Istat indica che nel 2022, il reddito medio delle famiglie (35.995 euro) è aumentato in termini nominali (+6,5%), segnando però una netta flessione in termini reali (-2,1%), considerata la forte accelerazione dell’inflazione. Il reddito totale delle famiglie più abbienti è 5,3 volte quello delle famiglie più povere (era 5,6 nel 2021).

L’incidenza del rischio di povertà si riduce per tutte le tipologie familiari e in particolare per gli individui che vivono in famiglie con quattro componenti (21,8% rispetto al 24,8% del 2022) e per le coppie con due figli (20,6% rispetto a 23,4% del 2022) e con un figlio (19% rispetto a 21,3%) che hanno beneficiato dell’assegno unico universale.

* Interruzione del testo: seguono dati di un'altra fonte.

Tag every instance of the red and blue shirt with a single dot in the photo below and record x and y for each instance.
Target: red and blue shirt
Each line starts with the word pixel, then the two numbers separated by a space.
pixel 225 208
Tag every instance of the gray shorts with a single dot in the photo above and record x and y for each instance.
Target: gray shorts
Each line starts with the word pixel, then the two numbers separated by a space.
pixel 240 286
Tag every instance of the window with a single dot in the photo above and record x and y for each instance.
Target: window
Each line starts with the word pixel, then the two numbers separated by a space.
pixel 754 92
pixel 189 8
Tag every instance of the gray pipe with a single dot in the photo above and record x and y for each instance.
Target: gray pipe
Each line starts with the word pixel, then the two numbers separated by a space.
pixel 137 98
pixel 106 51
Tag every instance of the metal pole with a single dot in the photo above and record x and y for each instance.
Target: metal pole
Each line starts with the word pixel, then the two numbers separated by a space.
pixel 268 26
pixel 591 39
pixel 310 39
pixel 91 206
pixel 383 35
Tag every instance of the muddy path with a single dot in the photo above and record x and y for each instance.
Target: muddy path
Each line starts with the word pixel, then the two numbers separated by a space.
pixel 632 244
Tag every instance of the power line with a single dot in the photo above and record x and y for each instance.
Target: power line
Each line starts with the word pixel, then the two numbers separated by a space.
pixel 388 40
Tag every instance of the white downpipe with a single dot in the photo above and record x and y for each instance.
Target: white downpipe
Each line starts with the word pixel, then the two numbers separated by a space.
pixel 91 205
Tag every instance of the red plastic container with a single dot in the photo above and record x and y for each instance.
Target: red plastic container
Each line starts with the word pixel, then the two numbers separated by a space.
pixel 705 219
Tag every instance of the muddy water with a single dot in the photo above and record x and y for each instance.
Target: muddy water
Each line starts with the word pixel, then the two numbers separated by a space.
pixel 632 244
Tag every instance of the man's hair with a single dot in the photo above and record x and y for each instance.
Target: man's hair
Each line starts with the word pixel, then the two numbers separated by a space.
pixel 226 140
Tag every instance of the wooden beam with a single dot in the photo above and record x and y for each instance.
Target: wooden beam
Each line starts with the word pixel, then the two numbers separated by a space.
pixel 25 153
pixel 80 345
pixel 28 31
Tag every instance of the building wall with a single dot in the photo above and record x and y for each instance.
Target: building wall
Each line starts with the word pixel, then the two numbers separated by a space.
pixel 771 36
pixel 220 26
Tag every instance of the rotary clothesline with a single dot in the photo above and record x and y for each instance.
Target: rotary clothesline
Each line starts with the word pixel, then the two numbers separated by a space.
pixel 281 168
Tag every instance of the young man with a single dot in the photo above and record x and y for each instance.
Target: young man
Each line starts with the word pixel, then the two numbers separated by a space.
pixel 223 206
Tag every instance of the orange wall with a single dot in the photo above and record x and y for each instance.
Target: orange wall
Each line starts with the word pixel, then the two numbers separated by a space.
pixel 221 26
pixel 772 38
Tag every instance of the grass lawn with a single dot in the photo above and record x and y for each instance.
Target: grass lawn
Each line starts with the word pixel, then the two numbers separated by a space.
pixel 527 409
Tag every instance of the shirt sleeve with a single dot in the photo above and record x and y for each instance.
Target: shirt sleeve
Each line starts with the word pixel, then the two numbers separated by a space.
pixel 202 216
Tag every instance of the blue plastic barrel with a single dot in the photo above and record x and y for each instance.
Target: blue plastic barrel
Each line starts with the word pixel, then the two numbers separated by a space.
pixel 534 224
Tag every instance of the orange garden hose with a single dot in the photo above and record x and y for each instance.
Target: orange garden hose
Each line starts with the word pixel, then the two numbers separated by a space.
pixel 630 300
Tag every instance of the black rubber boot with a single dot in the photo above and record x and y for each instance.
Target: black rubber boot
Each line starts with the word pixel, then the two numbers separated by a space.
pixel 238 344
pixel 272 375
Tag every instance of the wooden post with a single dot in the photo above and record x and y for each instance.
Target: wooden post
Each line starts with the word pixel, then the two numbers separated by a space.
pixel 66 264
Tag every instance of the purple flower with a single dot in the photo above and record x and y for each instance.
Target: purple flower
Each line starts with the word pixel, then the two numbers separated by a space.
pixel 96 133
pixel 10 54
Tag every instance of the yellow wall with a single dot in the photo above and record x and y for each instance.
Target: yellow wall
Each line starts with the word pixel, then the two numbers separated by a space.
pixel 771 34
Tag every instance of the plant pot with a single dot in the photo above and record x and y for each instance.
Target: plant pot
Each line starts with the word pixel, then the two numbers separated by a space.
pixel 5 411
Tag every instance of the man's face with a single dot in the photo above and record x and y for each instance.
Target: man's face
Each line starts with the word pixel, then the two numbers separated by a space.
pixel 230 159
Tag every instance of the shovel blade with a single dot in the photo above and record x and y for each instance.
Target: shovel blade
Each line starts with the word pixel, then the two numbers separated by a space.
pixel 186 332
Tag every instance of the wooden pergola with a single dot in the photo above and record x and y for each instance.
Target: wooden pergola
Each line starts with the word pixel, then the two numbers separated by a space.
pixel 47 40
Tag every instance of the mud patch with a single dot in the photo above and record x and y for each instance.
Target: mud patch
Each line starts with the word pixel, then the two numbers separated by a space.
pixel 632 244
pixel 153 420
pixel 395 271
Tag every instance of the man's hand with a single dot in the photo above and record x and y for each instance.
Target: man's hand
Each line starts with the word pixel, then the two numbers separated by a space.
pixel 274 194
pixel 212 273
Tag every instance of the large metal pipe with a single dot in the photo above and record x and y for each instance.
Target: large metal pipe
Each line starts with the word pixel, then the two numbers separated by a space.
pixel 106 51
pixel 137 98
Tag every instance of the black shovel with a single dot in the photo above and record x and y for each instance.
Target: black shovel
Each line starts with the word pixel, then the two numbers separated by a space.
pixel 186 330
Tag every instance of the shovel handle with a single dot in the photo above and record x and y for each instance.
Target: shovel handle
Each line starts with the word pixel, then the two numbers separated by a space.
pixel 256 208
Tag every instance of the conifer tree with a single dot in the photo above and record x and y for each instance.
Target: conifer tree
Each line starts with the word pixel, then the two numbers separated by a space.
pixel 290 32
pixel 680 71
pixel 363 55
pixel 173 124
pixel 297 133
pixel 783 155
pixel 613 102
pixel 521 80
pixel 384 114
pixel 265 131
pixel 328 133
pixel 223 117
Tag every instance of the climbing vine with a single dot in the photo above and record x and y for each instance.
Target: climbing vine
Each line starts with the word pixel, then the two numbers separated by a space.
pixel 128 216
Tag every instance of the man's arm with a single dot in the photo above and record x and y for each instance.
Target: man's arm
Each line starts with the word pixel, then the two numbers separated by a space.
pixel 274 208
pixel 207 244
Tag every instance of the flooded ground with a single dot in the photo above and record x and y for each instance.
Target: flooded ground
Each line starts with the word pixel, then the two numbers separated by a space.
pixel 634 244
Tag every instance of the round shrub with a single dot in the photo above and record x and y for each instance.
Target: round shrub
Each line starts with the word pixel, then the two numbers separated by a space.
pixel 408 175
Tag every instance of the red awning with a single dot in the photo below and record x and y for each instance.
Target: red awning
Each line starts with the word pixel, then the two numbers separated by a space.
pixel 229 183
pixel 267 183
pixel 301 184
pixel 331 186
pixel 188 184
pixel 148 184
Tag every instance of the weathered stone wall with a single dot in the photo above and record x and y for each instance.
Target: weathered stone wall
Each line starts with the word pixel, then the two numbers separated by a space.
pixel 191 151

Il rischio di povertà rimane alto per coloro che possono contare principalmente sul reddito da pensioni e/o trasferimenti pubblici (31,6%), diminuisce per coloro che vivono in famiglie in cui la fonte principale di reddito è il lavoro dipendente (15,8% rispetto al 17,2% del 2022).

Peggiora per gli coloro che hanno come fonte principale il reddito da lavoro autonomo (22,3% rispetto al 19,9% nel 2022). Infine, il rischio di povertà si riduce per gli individui in famiglie con solo italiani e aumenta per i componenti delle famiglie con almeno un cittadino straniero (40,1% rispetto al 39,6% del 2022).